Pope Francis shakes up Vatican bioethics board

Prominent U.S. ethicists are among a number of international experts chosen by Pope Francis for his bioethics advisory board — a move that might temper the group’s conservative views on sexual morality and life issues.

John Haas, president of the National Catholic Bioethics Center in Philadelphia, and Ignatius John Keown, professor of Christian ethics at Washington’s Georgetown University, are among 45 members appointed by the pope to the Pontifical Academy for Life.

Dr. Kathleen M. Foley, a neurologist in pain and palliative care at Memorial Sloan Kettering Cancer Center and a professor of neurology at Cornell University, was appointed to the board.

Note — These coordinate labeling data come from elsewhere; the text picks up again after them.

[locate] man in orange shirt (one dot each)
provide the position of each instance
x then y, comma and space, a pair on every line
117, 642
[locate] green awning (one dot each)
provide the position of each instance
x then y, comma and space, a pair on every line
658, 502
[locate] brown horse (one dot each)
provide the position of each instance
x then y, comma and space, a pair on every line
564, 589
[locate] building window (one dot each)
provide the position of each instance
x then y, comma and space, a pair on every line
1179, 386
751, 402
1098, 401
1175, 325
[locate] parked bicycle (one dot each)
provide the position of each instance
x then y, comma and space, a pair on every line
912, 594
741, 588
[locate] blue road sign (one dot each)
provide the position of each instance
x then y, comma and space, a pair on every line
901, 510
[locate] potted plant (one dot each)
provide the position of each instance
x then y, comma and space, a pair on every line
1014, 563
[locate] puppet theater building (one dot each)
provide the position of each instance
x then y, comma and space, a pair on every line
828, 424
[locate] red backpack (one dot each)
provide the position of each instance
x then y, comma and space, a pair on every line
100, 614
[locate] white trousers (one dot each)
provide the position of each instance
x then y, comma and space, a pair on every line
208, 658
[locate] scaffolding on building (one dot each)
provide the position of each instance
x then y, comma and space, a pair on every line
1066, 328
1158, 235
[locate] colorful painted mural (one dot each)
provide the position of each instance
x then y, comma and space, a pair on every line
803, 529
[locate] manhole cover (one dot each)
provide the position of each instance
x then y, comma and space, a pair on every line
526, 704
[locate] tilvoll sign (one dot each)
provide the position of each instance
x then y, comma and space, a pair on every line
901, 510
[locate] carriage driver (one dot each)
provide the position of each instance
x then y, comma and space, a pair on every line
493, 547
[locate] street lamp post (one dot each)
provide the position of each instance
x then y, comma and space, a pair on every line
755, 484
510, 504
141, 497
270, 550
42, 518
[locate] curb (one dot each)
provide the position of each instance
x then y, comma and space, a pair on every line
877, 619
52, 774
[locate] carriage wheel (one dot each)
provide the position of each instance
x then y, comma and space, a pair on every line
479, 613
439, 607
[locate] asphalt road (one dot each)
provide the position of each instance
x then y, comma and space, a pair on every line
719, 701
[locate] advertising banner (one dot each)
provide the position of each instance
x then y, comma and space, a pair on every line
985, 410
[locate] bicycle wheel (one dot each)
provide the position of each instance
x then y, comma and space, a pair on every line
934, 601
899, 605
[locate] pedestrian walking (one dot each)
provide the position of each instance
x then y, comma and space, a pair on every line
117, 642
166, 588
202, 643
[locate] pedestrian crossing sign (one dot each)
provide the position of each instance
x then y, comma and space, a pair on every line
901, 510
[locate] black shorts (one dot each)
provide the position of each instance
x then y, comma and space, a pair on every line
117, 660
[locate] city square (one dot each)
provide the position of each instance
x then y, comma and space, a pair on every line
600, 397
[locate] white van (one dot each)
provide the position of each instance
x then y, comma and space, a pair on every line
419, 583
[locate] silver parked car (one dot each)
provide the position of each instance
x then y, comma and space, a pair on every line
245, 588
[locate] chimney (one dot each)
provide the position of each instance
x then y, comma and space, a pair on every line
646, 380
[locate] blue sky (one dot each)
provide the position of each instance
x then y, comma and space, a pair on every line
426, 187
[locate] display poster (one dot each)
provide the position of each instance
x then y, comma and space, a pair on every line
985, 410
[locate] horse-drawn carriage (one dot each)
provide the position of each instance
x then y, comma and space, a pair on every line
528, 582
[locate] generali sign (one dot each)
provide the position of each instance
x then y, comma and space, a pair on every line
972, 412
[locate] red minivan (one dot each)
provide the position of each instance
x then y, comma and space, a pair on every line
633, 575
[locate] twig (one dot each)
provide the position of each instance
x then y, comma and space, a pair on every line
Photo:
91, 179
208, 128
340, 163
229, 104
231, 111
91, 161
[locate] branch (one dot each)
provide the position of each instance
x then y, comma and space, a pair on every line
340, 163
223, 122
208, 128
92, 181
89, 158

So was Carl Anderson, head of the Knights of Columbus.

Five honorary members were also appointed.

Francis has kept several previous members and added new members.

Anderson, for example, was appointed to the academy by then-Pope John Paul II in 1998. Anderson is the chief executive officer and chairman of the Knights of Columbus, the world’s largest family fraternal organization, and a staunch opponent of abortion.

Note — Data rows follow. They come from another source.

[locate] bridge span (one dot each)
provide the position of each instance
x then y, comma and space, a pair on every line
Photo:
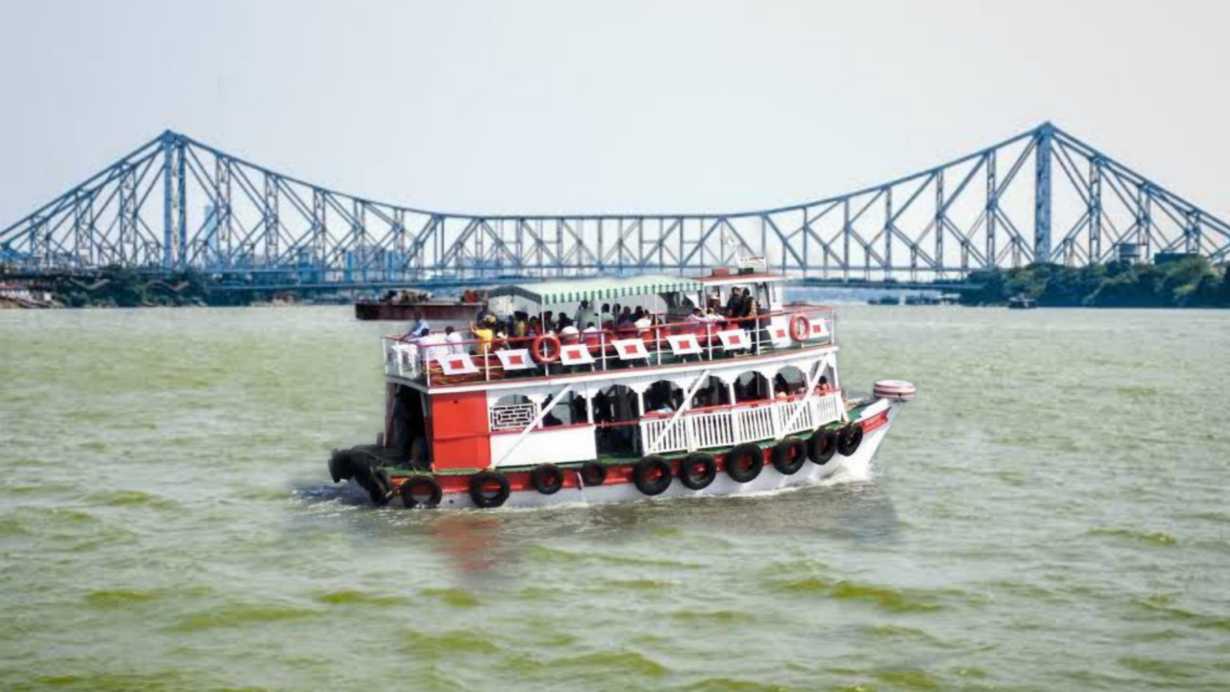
176, 203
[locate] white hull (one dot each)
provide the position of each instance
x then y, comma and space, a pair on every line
770, 479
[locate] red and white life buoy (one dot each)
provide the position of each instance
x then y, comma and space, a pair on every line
800, 327
897, 390
536, 348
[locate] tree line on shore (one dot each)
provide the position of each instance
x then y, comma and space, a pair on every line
1183, 282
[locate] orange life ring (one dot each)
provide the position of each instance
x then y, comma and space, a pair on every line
536, 348
800, 327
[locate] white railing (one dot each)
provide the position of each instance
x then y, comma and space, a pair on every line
755, 423
401, 358
730, 427
662, 435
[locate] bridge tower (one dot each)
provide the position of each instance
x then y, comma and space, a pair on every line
1042, 193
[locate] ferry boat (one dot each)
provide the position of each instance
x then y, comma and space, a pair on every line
717, 389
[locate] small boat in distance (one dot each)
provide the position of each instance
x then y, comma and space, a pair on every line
408, 306
1021, 301
620, 389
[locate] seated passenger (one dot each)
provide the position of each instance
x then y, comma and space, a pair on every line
485, 334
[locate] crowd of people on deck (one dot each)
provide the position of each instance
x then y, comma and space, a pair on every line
591, 323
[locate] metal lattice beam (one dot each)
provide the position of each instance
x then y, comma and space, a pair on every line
220, 214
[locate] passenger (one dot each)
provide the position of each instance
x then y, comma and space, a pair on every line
642, 323
485, 333
420, 328
734, 302
592, 336
587, 314
454, 339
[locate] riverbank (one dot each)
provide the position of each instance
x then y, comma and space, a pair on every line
1183, 282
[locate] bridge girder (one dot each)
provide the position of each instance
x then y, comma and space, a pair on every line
225, 215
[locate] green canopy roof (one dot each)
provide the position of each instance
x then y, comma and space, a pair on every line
575, 290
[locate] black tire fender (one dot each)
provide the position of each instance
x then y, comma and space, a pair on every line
593, 473
698, 470
421, 487
546, 478
381, 488
822, 445
849, 439
340, 466
789, 455
480, 486
652, 475
744, 462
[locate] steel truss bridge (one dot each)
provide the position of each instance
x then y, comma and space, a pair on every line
176, 204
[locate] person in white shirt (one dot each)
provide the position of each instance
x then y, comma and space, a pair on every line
453, 338
433, 346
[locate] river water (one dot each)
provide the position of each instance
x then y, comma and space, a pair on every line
1051, 513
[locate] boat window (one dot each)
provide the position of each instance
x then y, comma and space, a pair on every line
750, 386
663, 397
568, 411
789, 381
712, 392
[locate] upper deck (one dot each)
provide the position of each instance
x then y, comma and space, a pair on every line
610, 353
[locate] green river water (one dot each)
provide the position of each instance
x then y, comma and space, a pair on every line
1051, 514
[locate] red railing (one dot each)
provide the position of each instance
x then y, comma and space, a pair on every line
427, 357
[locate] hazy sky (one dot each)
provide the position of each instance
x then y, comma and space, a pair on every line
545, 107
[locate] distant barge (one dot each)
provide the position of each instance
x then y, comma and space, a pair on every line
433, 310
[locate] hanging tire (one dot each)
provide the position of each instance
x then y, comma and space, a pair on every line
421, 491
849, 439
488, 489
789, 456
744, 462
652, 475
822, 445
546, 478
696, 471
380, 489
593, 473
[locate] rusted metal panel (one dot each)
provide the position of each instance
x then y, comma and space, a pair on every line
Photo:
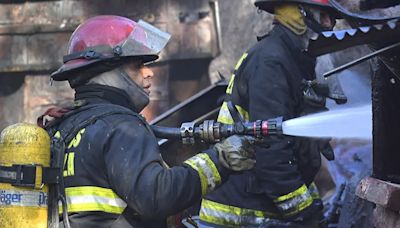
332, 41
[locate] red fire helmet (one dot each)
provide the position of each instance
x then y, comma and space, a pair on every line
269, 5
102, 41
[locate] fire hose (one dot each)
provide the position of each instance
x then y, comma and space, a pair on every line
211, 131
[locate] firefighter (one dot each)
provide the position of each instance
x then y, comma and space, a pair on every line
113, 172
275, 78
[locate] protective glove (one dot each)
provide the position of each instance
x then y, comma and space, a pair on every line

But some of the academy’s more outspoken members who had protested a 2012 Vatican infertility conference when experts didn’t support church teaching weren’t invited back.

The website Crux reported that among those absent on the task force are Christine de Marcellus Vollmer, president of the Alliance for Family and of the Latin American Alliance for Family; Monsignor Michel Schooyans, a Belgian and professor emeritus of the Catholic University of Louvain; and Luke Gormally, a former research professor at Ave Maria School of Law.

While Francis has upheld church opposition to abortion, his choice of board members may reflect a desire for a less combative tone on the issue.

Last year, the pope reaffirmed the church’s commitment to defend human life “from conception to natural death,” which usually refers to the church’s opposition to contraception, abortion and euthanasia.

He also condemned what he has described as the “culture of waste” in the medical sector, referring to human embryos, the sick and the elderly as disposable material.